Study on Threshold Current Density of Semiconductor Quantum Dot Laser

• Main Authors: I-Tso Lin, 林奕佐
• Other Authors: Tei-Chen Chen
• Format: Others
• Language: zh-TW
• Published: 2004
• Online Access: http://ndltd.ncl.edu.tw/handle/77073040459405139120

碩士 === 國立成功大學 === 機械工程學系碩博士班 === 92 === 　　The technology of quantum dot laser has attracted great attention recently due to its excellent properties of high temperature and the low threshold current density. Its applications include the header of read-write of the CD-ROM drive, infrared remote sensing the optical fiber and communication and so on. Due to significant progress in manufacturing technology of quantum dot layer structure, the size and uniformity of quantum dots have achieved great improvement. Consequently, development of high performance quantum-dot laser becomes possible. 　　Recently, the techniques of quantum-well laser with two-dimensional confinement have already well developed. In the near future, the quantum-dot laser with three-dimensional confinement certainly becomes the next focus of high technology in many countries. Theoretically, the effect of the temperature and characteristic temperature on the threshold current density of quantum-dot laser is very small.

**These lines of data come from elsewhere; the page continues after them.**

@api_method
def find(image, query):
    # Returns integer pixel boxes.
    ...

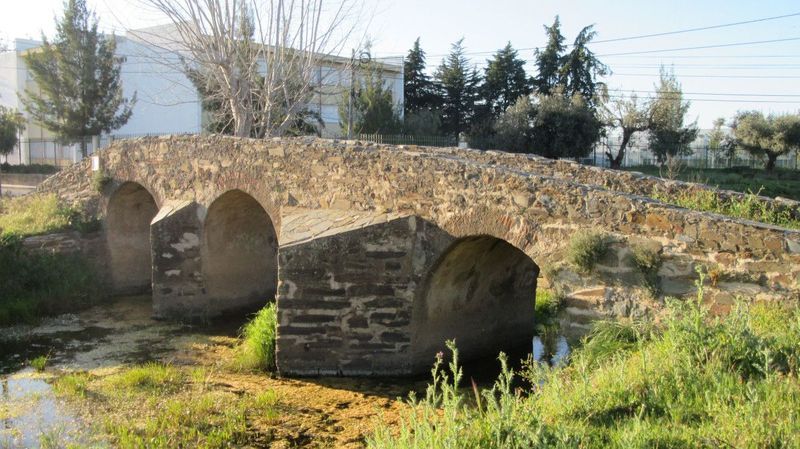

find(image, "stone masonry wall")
[38,136,800,370]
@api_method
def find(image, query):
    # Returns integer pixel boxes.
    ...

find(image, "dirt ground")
[0,297,426,448]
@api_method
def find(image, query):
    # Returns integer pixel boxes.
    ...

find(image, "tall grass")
[368,278,800,449]
[0,195,99,326]
[0,195,76,236]
[0,236,100,326]
[653,186,800,229]
[235,303,278,372]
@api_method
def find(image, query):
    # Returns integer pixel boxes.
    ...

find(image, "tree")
[603,94,653,168]
[339,62,402,134]
[403,38,440,114]
[22,0,136,156]
[733,111,800,171]
[481,42,532,117]
[0,106,25,197]
[492,95,536,153]
[145,0,360,137]
[560,25,610,108]
[650,68,697,165]
[531,87,603,159]
[435,39,480,136]
[533,16,566,95]
[708,117,736,165]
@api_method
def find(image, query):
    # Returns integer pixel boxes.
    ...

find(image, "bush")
[368,280,800,449]
[567,231,609,273]
[0,195,75,240]
[0,235,101,326]
[236,303,278,372]
[630,245,662,297]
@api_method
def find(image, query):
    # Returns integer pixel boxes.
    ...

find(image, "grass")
[234,303,278,372]
[567,231,609,273]
[0,236,100,326]
[0,162,59,175]
[29,354,50,373]
[0,195,75,237]
[368,274,800,449]
[55,363,279,448]
[653,186,800,229]
[630,245,663,297]
[628,166,800,201]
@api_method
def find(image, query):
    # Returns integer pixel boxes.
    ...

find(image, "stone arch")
[106,182,158,294]
[202,189,278,310]
[411,234,539,370]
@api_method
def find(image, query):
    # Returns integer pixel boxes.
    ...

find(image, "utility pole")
[347,50,372,140]
[347,50,356,140]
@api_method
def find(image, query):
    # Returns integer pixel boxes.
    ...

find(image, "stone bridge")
[38,136,800,375]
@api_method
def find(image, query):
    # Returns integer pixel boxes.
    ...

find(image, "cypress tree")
[403,38,439,113]
[22,0,136,156]
[435,39,480,136]
[481,42,531,117]
[533,16,566,95]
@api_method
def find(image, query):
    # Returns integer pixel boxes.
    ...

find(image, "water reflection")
[0,373,92,449]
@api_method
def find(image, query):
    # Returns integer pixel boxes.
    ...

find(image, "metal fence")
[0,133,196,168]
[358,134,458,147]
[581,138,800,170]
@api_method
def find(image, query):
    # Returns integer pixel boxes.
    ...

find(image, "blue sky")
[0,0,800,127]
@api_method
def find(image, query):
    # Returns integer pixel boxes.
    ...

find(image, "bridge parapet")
[34,136,800,373]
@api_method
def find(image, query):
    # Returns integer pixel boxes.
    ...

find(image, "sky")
[0,0,800,128]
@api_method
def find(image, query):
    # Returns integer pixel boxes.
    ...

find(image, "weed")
[92,170,113,193]
[29,354,50,373]
[235,303,278,372]
[0,195,74,237]
[630,245,663,297]
[653,186,800,229]
[368,273,800,449]
[567,231,609,273]
[0,235,100,326]
[106,362,185,393]
[53,372,91,398]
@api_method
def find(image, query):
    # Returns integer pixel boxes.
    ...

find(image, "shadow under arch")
[201,190,278,311]
[106,181,158,295]
[411,235,539,371]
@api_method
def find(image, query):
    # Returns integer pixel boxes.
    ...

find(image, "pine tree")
[533,16,566,95]
[22,0,136,156]
[339,63,401,135]
[560,25,609,107]
[403,38,439,113]
[435,39,480,136]
[481,42,531,117]
[650,68,697,165]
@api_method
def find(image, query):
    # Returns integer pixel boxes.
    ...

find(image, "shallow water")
[0,297,569,449]
[0,370,95,449]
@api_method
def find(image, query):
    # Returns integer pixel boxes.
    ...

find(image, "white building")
[0,25,403,165]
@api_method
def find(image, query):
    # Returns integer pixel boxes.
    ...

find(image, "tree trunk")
[606,129,633,170]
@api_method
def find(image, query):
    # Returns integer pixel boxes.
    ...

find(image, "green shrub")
[0,195,75,237]
[0,235,101,326]
[235,303,278,372]
[567,231,609,273]
[630,245,663,297]
[29,354,50,372]
[653,190,800,229]
[368,279,800,449]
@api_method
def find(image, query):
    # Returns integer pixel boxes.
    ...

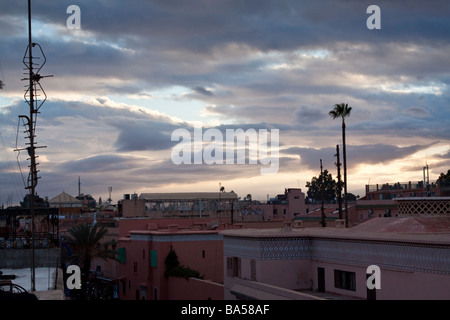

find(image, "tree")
[164,248,204,279]
[329,103,352,227]
[436,169,450,188]
[306,169,337,201]
[66,223,117,299]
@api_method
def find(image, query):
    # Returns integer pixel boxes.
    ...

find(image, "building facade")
[118,219,232,300]
[222,217,450,300]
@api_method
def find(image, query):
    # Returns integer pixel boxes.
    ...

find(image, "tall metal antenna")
[320,159,327,227]
[16,0,52,291]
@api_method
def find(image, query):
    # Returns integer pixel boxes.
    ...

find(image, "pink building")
[119,218,236,300]
[222,216,450,300]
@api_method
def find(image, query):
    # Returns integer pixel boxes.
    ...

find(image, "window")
[334,270,356,291]
[227,257,241,277]
[117,248,127,263]
[250,260,256,281]
[150,250,158,268]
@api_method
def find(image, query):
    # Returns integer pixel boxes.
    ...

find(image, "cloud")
[280,141,438,170]
[0,0,450,202]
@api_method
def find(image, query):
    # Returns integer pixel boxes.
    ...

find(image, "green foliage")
[164,248,203,279]
[328,103,352,122]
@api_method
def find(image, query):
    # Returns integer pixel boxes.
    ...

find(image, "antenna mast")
[16,0,52,291]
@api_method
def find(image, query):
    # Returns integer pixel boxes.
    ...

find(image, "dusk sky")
[0,0,450,204]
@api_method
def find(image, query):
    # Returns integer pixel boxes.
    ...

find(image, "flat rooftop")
[221,217,450,245]
[139,192,238,201]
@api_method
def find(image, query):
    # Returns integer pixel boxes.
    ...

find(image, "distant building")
[236,188,306,221]
[48,191,83,216]
[118,192,238,218]
[221,217,450,300]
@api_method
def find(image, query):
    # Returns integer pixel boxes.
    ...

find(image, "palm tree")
[329,103,352,228]
[66,223,117,298]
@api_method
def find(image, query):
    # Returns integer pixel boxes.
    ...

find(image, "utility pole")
[320,159,327,227]
[336,144,342,219]
[78,176,81,197]
[16,0,51,291]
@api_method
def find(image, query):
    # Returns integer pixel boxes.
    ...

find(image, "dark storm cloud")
[0,0,450,202]
[280,142,437,170]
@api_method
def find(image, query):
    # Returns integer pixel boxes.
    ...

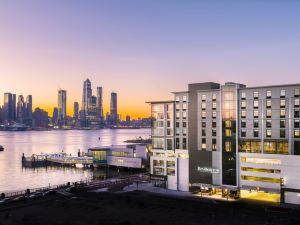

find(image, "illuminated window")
[294,130,300,138]
[241,92,246,99]
[294,88,300,97]
[253,120,259,128]
[267,109,272,118]
[266,120,272,128]
[280,99,286,108]
[253,130,259,137]
[280,109,285,118]
[241,110,246,118]
[267,100,272,108]
[225,141,232,152]
[294,98,300,107]
[241,101,246,109]
[280,90,285,98]
[266,129,272,137]
[225,129,231,137]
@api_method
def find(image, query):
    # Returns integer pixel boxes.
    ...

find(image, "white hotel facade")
[150,82,300,204]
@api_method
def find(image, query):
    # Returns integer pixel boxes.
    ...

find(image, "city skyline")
[0,1,300,118]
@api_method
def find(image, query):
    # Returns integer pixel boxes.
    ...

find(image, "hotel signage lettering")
[197,166,220,173]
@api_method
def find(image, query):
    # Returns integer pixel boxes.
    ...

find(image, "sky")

However, at higher temperature, the carriers will easily by thermally exciting to the narrow region of optical confinement layer (OCL). In other words, it becomes more difficult to catch the carriers by the quantum dots. Consequently, the threshold current density of quantum dot will rise substantially. In this thesis,GaInAs and GaInAsP are selected as material of quantum dot and optical confinement layers, respectively. We focus on the state of equilibrium, non-equilibrium injections. The effects of the probability of electron and hole, the minimum of surface density, and the derivation in size and uniformity of quantum dot on the threshold current density are evaluated and discussed. The result show that on the state of non-equilibrium injections, we get 4~5 A/cm2 of threshold current density at 80K, and the relationship compare with the quantum dot laser of experiment.